Aynı havayı solumak bile zor geliyordu, halbuki bir meleğin böyle bir derdi olmaması gerekirdi. Önceliklerini unutmuştu, git gide bir insana daha çok benziyordu. Buna neyin sebep olduğunu, daha doğrusu kimin sebep olduğunu bilmesine rağmen sürekli cevaptan kaçmıştı. Şuan gözlerinin içine bakan cevap Felix'i insanlaştırıyordu, güçsüz kılıyordu. Parmakları arasında çevirdiği gümüş bıçağı kadının kalbine en başında arkadan saplamalıydı, bir hain gibi. Fakat bunu bile becerememişti. ''Neden yapmadın bunca zamana kadar?'' dedi öne doğru adım atan genç kadın.
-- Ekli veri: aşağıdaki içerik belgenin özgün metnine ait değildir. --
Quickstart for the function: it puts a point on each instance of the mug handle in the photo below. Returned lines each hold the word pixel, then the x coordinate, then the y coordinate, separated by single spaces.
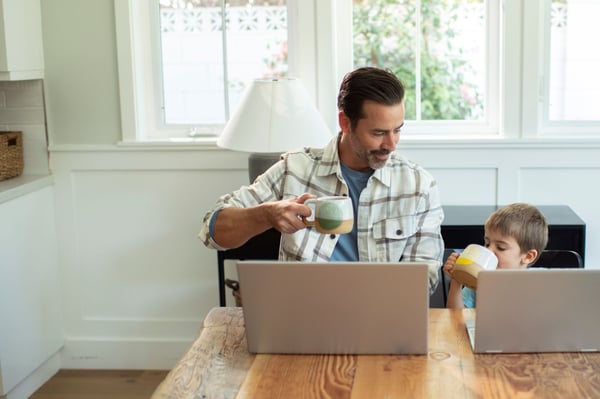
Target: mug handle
pixel 310 221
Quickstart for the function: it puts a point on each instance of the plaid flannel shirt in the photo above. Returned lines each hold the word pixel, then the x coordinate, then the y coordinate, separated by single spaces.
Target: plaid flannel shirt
pixel 399 211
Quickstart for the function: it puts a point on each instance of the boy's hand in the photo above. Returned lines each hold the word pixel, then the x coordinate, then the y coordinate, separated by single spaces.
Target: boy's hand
pixel 449 264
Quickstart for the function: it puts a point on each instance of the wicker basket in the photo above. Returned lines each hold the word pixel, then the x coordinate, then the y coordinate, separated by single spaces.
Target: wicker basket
pixel 11 154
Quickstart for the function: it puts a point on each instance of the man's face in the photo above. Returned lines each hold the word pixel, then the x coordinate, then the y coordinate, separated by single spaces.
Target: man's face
pixel 374 138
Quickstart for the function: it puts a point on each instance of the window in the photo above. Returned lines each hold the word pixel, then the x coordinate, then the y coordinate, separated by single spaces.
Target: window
pixel 205 69
pixel 507 69
pixel 443 50
pixel 561 82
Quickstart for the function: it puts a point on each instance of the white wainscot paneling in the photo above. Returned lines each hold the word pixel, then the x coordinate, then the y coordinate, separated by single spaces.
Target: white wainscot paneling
pixel 575 187
pixel 137 280
pixel 463 186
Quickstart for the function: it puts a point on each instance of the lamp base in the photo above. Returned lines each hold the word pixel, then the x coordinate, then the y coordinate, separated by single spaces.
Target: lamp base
pixel 258 163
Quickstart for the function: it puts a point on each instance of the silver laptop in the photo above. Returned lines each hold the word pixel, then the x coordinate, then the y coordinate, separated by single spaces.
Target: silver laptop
pixel 335 308
pixel 536 310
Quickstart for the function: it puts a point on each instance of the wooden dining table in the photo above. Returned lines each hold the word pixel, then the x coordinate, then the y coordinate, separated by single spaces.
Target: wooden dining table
pixel 218 365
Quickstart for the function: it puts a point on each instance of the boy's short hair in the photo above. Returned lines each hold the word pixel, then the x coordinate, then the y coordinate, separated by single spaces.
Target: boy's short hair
pixel 524 222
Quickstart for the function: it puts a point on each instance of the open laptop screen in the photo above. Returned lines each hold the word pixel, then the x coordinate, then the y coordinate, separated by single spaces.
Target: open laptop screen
pixel 537 310
pixel 349 308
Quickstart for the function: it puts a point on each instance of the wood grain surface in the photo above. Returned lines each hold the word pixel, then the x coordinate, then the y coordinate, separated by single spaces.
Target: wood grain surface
pixel 218 366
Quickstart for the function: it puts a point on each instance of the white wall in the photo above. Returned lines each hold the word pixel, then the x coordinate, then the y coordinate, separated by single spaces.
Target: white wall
pixel 136 280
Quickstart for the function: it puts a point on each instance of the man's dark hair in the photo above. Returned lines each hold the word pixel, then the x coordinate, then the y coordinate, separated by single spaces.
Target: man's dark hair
pixel 368 83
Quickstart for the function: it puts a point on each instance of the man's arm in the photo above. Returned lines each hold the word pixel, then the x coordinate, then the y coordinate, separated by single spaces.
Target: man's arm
pixel 234 226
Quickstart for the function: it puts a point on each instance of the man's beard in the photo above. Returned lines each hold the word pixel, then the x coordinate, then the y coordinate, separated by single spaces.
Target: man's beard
pixel 369 157
pixel 374 162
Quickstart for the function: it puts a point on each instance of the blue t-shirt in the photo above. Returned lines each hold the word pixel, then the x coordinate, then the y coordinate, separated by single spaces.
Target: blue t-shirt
pixel 346 248
pixel 469 297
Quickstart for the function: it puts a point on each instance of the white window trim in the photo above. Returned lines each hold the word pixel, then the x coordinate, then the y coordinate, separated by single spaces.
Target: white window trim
pixel 320 30
pixel 536 45
pixel 307 20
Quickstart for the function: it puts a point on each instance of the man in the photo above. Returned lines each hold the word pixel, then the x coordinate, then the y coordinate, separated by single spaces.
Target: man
pixel 397 208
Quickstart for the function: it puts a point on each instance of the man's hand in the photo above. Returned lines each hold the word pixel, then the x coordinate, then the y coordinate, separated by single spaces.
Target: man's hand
pixel 286 215
pixel 235 226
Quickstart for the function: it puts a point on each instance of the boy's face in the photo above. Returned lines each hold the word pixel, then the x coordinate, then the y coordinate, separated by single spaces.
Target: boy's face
pixel 507 251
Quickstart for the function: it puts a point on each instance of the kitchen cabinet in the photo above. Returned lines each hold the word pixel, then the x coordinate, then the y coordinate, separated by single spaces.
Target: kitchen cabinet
pixel 31 329
pixel 21 49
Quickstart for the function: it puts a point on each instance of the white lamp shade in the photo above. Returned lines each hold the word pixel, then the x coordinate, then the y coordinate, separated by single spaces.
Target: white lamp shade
pixel 275 115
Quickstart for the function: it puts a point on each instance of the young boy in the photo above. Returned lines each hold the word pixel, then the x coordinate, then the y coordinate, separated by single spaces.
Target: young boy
pixel 516 234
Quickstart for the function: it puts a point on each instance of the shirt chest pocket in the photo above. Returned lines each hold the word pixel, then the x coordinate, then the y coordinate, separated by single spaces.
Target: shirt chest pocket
pixel 399 228
pixel 391 237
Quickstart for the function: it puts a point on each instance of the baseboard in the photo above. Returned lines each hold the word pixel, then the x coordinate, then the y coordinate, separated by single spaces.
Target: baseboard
pixel 130 355
pixel 36 379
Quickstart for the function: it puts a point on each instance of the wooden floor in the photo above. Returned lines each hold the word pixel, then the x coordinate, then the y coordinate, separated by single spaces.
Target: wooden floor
pixel 101 384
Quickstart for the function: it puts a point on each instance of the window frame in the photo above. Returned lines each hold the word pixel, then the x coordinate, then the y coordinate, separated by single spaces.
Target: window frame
pixel 320 31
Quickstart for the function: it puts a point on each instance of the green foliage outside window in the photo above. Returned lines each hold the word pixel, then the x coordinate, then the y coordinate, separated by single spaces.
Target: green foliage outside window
pixel 385 34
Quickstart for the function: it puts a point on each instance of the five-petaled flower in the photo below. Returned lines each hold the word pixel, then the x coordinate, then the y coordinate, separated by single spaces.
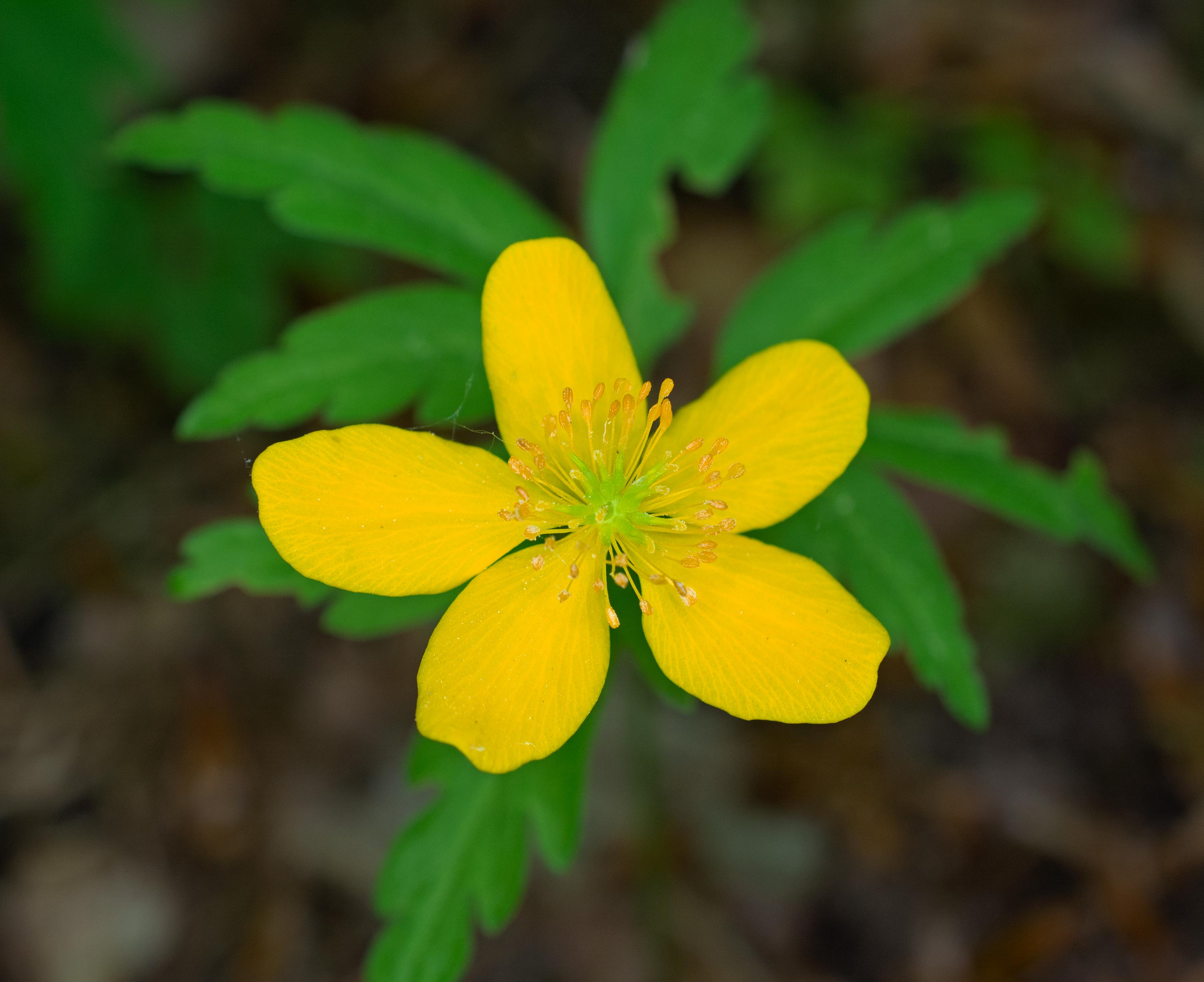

Cevaplanması gereken güzel bir soru sormuştu, tek sorun Felix de bir cevaba sahip değildi. ''Canımın yandığını mı duymak istiyorsun?'' Gözlerini meleğin gözlerinden ayırmayan kadın Felix'i korkutuyordu. En çok korktuğu şeyi yaşıyordu, görülmek. Ruhunun derinlerinde yatan yaraların açığa çıkması, bir başkası tarafından hissedilmesi. Bakışları karşısında kendini çıplak gibi hisseden adam aldırmayan bir tavra bürünmeye çalışıyordu. "Hayır, canının yandığını ne görmek ne de duymak istiyorum. Seni öldürmek de istemiyorum, ama içgüdülerim öldürmemi söylüyor." Yavaş adımlarla kadına yaklaşırken gözlerinin içine bakmayı bırakamıyordu. Aralarında neredeyse hiç boşluk kalmadığında durdu. Elindeki bıçağı o kadar sert sıkıyordu ki biraz daha sıkarsa kendi elini yaralayacaktı. "Kaçman gerekiyor." dedi dişlerini sıkarak. Yaratılışında ona işlenmiş emirler ve aslında sahip olmaması gereken duyguların çatışmasını yaşıyordu gözlerini kadının maviliğinden ayıramayarak.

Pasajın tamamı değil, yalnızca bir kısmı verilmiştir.